The company developed a platform called NanoGrowth which creates conditions for the growth of precision carbon nanotubes at both the temperatures and densities needed for CMOS process technology.

The company is now optimising its technology for the mass-volume manufacturing environment, by scaling the hardware and refining and scaling the materials processing technology.

The new funding will allow Surrey NanoSystems to scale the materials growth technology from its current 100mm wafer size capability to the 300mm sizes used in commercial wafer fabrication plants.

"The semiconductor industry urgently needs a new interconnection technology. If you can solve the problem of growing precision carbon nanotubes at silicon-friendly temperatures - and we have - it opens up a massive potential market," said Ben Jensen, CTO of Surrey NanoSystems. 

Traditional copper interconnections used in IC fabrication, is starting to face technical difficulties as the geometry sizes of ICs shrink. 

The belief is that carbon nanotubes can be structured to act as extremely efficient conductors, but conventionally-grown nanotubes require temperatures of around 700 degrees C, which is not practical for semiconductor processing.

Surrey NanoSystems’ fabrication process allows carbon nanotube structures to be grown at silicon-friendly processing temperatures of 350 degrees C or less. 

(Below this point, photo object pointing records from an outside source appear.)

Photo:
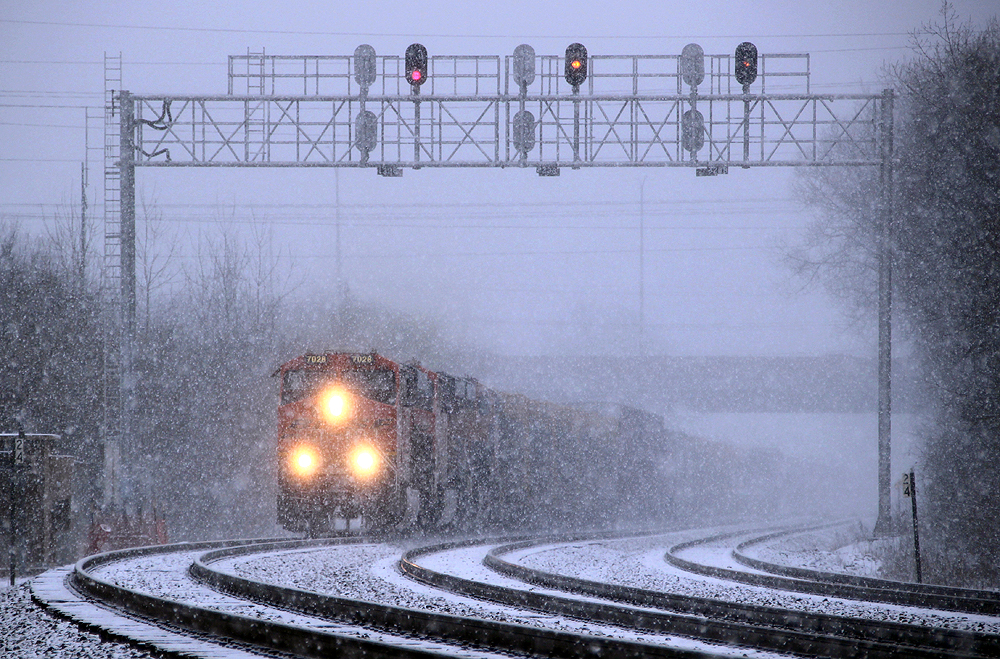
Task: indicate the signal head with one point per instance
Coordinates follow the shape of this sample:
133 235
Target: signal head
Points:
416 65
746 63
576 64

"We expect to be the company that is able to offer a viable new interconnection process for high-volume semiconductor fabrication, one that really exploits the incredible performance properties of carbon nanotubes," said Jensen.

Surrey NanoSystems is also pursuing technology partnerships with both semiconductor manufacturers and volume cluster tool suppliers.

Investors include the University of Surrey, Octopus Ventures and IP Group.